I recently won a raffle at a tradeshow I attended - the only raffle, I might add, that I entered. I hadn't meant to, unlike some of my colleagues, who made it a project to make the rounds of booths with a stack of business cards. But there was one booth that had this very cool big interactive video game, and whenever I needed a break from our own booth I'd wander over and play. Once they said, hey, don't forget to drop off your business card. I completely forgot about it until I got a call when I was back at work that I'd won a portable DVD player and a year's worth of Netflix. I thought it was a joke at first, but no - the package came a few days later. Now, with a brand new laptop computer that I specifically bought for its widescreen for DVD viewing, I don't need a portable DVD player. Any significant trip (business or writing) I'll have my laptop, and for shorter trips (trains up north to see family) I'd rather just read a book. I wracked my brain but nobody in my family really needed one, either and it's a rather extravagant gift (list price $399) for a random gifting. So I just sold it on e-bay. It went for $280, which is par for similar items, and of course is all free money to me. Also, the Netflix is worth another $200!

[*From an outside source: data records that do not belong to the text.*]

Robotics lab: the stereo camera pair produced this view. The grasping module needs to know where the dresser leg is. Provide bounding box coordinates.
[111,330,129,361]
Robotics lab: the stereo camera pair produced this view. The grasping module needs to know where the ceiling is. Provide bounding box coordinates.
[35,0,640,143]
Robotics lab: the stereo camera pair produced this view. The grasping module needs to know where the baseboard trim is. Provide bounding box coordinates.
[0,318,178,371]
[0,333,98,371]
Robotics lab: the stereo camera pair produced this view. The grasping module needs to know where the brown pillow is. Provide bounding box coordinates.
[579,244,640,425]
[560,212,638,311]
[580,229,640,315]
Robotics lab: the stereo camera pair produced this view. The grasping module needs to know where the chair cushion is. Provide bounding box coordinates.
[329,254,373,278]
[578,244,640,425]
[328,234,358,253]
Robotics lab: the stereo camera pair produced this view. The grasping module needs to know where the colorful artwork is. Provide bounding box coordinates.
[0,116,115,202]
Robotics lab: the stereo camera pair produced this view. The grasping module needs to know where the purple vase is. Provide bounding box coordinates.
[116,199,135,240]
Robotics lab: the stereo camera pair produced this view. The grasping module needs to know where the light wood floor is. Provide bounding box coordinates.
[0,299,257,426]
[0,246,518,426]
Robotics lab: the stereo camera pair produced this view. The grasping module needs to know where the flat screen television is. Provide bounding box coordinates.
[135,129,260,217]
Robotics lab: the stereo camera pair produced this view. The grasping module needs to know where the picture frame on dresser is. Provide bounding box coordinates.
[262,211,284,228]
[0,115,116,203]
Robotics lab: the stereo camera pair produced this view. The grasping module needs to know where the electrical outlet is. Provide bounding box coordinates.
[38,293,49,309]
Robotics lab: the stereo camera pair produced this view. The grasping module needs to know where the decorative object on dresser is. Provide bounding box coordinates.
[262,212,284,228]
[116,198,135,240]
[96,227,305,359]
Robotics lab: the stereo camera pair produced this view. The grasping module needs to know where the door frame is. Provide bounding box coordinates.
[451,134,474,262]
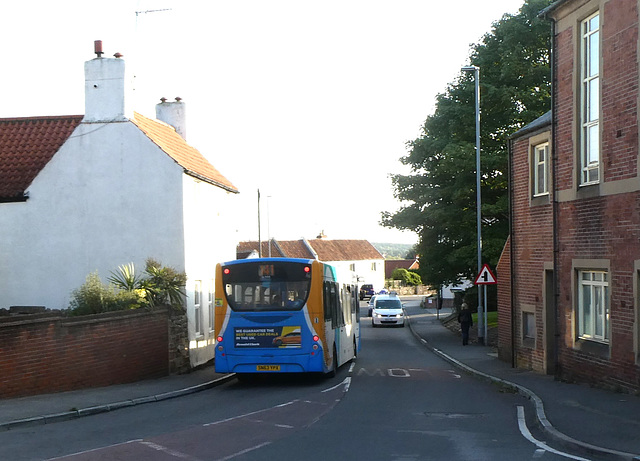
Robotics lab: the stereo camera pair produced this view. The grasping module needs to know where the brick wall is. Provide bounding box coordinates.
[496,239,513,362]
[508,126,553,373]
[554,0,640,392]
[0,309,175,398]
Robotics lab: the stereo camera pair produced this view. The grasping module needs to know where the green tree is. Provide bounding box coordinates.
[391,267,422,286]
[382,0,552,286]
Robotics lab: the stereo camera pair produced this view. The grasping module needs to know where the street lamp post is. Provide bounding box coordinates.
[462,66,486,344]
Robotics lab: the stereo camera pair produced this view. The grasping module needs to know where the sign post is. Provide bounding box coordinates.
[473,264,498,344]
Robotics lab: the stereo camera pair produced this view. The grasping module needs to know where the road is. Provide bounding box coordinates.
[0,301,592,461]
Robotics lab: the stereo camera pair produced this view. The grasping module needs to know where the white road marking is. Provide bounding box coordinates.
[321,377,351,392]
[140,442,200,461]
[216,442,271,461]
[518,405,591,461]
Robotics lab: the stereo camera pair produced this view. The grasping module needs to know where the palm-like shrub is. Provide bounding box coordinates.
[69,259,187,315]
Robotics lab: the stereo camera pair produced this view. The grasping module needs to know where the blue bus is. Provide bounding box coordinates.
[215,258,360,376]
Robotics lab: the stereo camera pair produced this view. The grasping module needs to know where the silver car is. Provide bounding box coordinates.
[371,295,404,327]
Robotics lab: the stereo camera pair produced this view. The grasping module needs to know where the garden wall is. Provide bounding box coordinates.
[0,309,189,398]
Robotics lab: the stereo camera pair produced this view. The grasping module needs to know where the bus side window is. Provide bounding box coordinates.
[322,282,331,321]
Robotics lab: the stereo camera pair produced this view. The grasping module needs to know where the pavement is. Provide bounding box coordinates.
[0,305,640,461]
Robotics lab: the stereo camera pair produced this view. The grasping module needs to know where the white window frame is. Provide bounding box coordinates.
[576,270,610,343]
[533,142,549,197]
[522,311,536,340]
[208,279,216,332]
[193,280,202,336]
[580,13,601,185]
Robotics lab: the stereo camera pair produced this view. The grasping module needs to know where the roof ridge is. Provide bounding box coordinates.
[131,112,239,193]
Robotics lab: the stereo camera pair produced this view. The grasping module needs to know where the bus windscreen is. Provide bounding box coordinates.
[222,261,311,312]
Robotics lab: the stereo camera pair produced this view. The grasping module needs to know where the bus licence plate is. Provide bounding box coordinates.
[256,365,280,371]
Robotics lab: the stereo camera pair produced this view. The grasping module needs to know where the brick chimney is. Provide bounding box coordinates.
[83,40,133,122]
[156,98,187,141]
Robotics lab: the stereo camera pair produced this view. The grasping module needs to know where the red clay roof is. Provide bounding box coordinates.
[0,115,82,202]
[309,239,384,261]
[0,113,238,202]
[237,239,384,261]
[132,112,238,193]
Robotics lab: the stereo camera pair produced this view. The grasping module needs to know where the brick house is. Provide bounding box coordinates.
[236,238,385,292]
[0,43,238,366]
[499,0,640,392]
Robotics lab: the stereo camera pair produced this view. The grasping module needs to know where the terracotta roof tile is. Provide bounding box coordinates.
[0,113,238,202]
[0,115,82,202]
[236,239,384,261]
[309,239,384,261]
[132,112,238,193]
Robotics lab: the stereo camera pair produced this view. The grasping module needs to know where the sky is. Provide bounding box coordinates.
[0,0,524,244]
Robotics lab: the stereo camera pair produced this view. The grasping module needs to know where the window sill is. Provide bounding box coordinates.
[522,338,536,349]
[529,194,551,207]
[574,338,610,359]
[576,182,600,199]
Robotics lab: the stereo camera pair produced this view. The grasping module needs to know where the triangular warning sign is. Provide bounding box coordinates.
[474,264,498,285]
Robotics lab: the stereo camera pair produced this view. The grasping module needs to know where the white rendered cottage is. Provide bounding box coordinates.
[0,43,238,365]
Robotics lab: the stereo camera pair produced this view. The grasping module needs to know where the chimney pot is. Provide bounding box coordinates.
[93,40,102,58]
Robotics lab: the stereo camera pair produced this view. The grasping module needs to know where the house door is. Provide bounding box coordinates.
[543,270,556,375]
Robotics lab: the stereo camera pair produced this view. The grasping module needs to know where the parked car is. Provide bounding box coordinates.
[367,295,378,317]
[371,295,404,327]
[360,283,376,301]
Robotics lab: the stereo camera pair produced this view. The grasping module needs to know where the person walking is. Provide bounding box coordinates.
[458,303,473,346]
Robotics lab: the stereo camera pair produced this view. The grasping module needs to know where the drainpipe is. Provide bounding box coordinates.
[547,16,560,377]
[507,138,518,368]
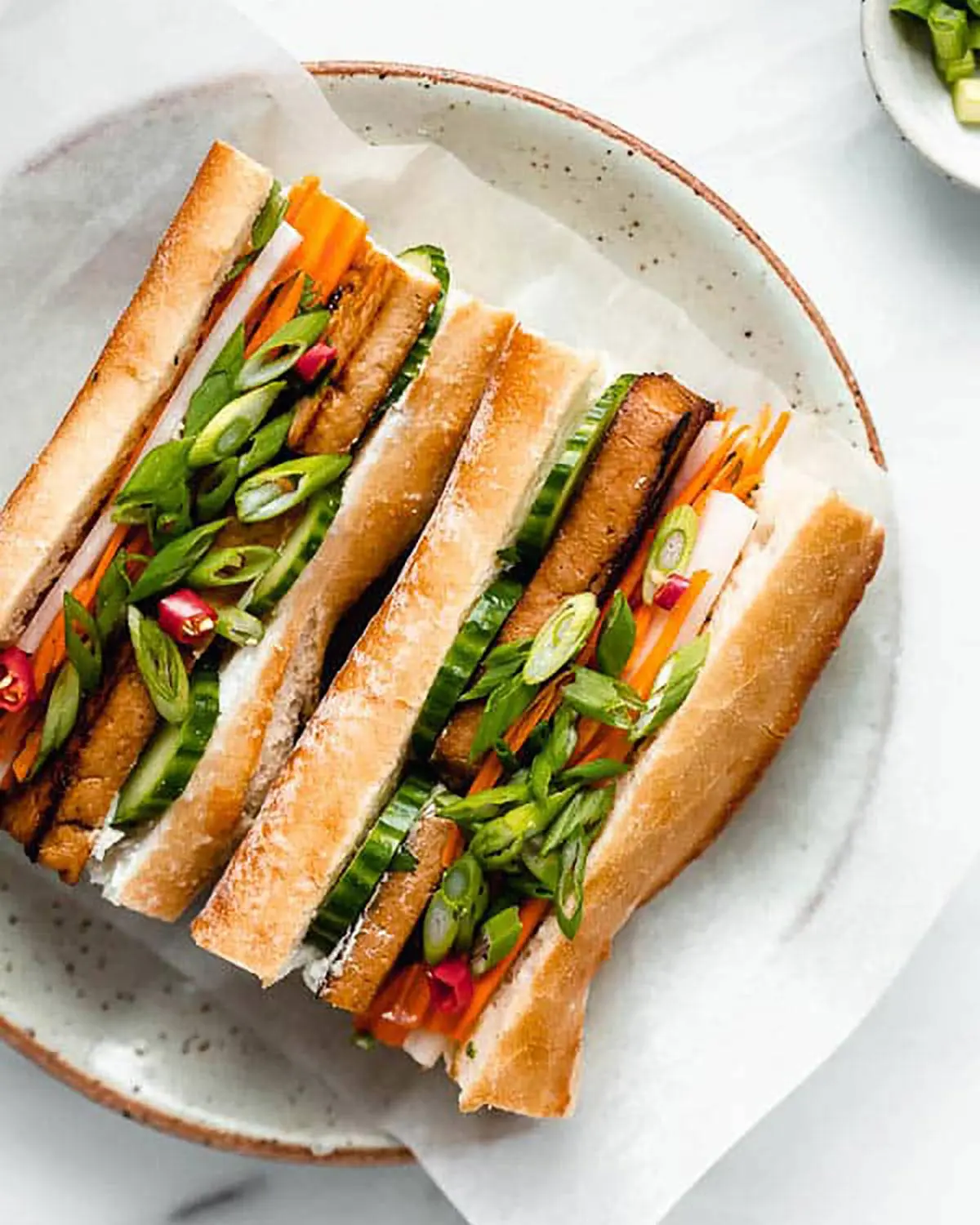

I suppose that I am lucky, or that at least luck strikes me fairly easily if I don't put a lot of energy into wanting something. Last fall I organized a number of employee events around the corporate United Way campaign, one of which was selling raffle tickets for gift baskets. I didn't have many volunteers, so I was the one sitting outside the cafeteria most days hawking tickets. At the close, I brought the tickets to one of the execs to draw, and with a handful of others as witnesses, we began. My name was the first drawn. I had to put it back, since I thought it would look bad if I won, considering that most people associated me with the thing in the first place. Besides, I didn't want to win - I'd only bought tickets to encourage others to.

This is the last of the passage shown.